V          V          V          V

 

            "How long do we have to wait?" Wells asked.  He was still nervous, looking past trees into the clearing.  Shepherd had directed everyone in the group to grab a piece of ground under cover of the trees, to stay out of the clearing and relax until the transport came.  Wells was the only one still on his feet.  He peered back over his shoulder from where they'd come, as if expecting followers to be on their trail.

            "We wait for as long as it takes.  This isn't as simple as arranging passage to Berlin, Wells," Shepherd replied.  He was sure to couch his response in enough irritation to silence the unwanted companion for as long as possible.

            Thirty minutes passed.  The ruins that marked the rendezvous point had almost disappeared in the darkness.  One of the two female members of the group, Cilla Sulltrone, had moved to the very edge of the tree line.  She gazed toward the remains of the old buildings, hands clasped behind her back. 
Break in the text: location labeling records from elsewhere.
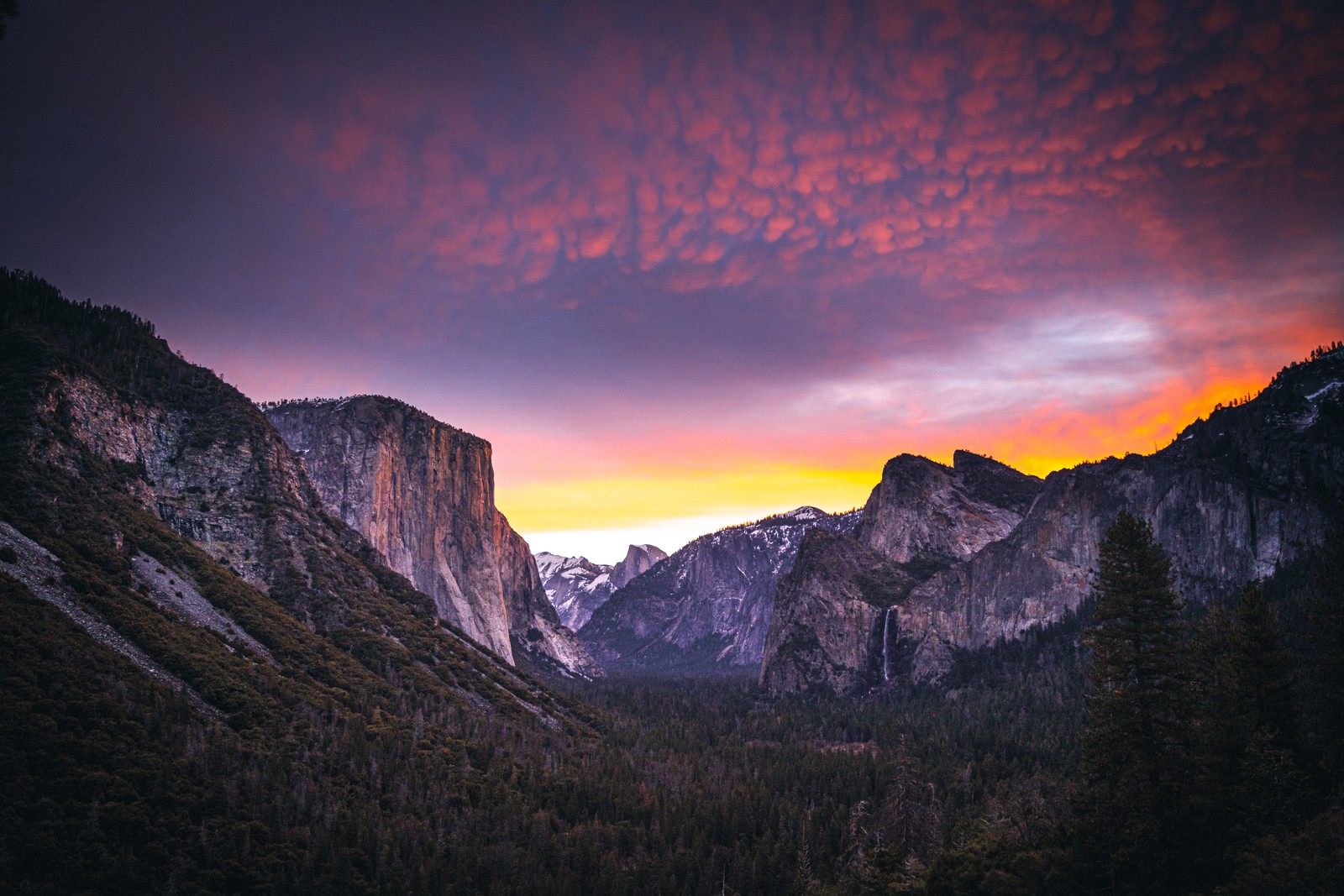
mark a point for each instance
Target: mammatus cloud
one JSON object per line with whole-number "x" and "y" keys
{"x": 665, "y": 255}
{"x": 968, "y": 149}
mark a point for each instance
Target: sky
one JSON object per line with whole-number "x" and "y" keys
{"x": 687, "y": 265}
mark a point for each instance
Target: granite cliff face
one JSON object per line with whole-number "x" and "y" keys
{"x": 423, "y": 496}
{"x": 832, "y": 620}
{"x": 155, "y": 506}
{"x": 921, "y": 519}
{"x": 1230, "y": 499}
{"x": 932, "y": 515}
{"x": 710, "y": 604}
{"x": 577, "y": 586}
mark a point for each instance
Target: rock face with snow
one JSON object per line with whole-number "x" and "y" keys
{"x": 920, "y": 520}
{"x": 1230, "y": 499}
{"x": 710, "y": 604}
{"x": 423, "y": 496}
{"x": 577, "y": 586}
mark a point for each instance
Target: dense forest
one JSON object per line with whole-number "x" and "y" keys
{"x": 1142, "y": 746}
{"x": 1005, "y": 779}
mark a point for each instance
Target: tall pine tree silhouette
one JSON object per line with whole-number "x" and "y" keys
{"x": 1135, "y": 752}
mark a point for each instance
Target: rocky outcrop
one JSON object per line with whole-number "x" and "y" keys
{"x": 932, "y": 515}
{"x": 832, "y": 618}
{"x": 188, "y": 537}
{"x": 710, "y": 604}
{"x": 994, "y": 553}
{"x": 1230, "y": 499}
{"x": 423, "y": 495}
{"x": 577, "y": 586}
{"x": 921, "y": 519}
{"x": 638, "y": 559}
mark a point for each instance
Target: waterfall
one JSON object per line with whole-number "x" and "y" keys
{"x": 886, "y": 629}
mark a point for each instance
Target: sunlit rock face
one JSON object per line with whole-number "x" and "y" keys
{"x": 423, "y": 496}
{"x": 921, "y": 519}
{"x": 577, "y": 586}
{"x": 994, "y": 553}
{"x": 709, "y": 605}
{"x": 1230, "y": 499}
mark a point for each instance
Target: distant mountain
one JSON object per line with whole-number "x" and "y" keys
{"x": 423, "y": 495}
{"x": 709, "y": 605}
{"x": 972, "y": 555}
{"x": 577, "y": 586}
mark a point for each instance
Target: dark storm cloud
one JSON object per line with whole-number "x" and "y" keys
{"x": 823, "y": 206}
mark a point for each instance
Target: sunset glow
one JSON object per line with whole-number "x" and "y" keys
{"x": 702, "y": 261}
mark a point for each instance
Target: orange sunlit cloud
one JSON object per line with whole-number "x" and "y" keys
{"x": 691, "y": 259}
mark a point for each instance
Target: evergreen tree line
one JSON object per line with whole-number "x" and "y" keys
{"x": 1211, "y": 758}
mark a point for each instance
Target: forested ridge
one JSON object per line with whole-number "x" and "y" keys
{"x": 378, "y": 755}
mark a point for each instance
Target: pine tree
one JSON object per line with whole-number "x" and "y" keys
{"x": 1135, "y": 757}
{"x": 1242, "y": 712}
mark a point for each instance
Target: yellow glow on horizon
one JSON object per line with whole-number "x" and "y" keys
{"x": 638, "y": 499}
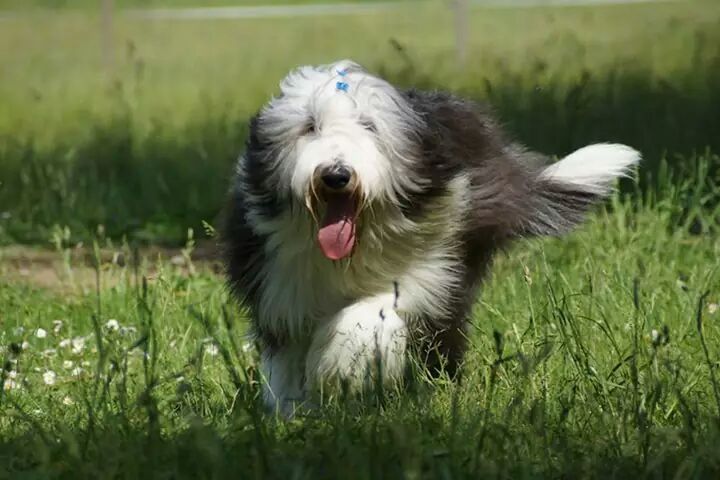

Shepherd had been surprised at her interest in going on the trip.  The Sulltrone family was on par with the Elsdaards in terms of pull and influence -- particularly amazing for a family that maintained its primary residence in a virtual hamlet such as Halliston.

            Cilla was invited by Garrity, who had no hesitation to invite a person he didn't know all that well on such a dangerous outing.  Cilla, in fact, wasn't known intimately by many in Halliston.  Although born there, she had spent extended periods being educated in Berlin and Paris.  Her schooling over, however, she was back home for good.

            Shepherd understood that Garrity had designs on Cilla Sulltrone.  She would be appealing for every imaginable reason to any male.  Shepherd also told Garrity that it would never happen. 

"You're not for her," he'd said, drawing a sly smile from Garrity.

            "See anything out there?" Shepherd asked Cilla, moving away from the rest of the group to join her at the edge of the tree line.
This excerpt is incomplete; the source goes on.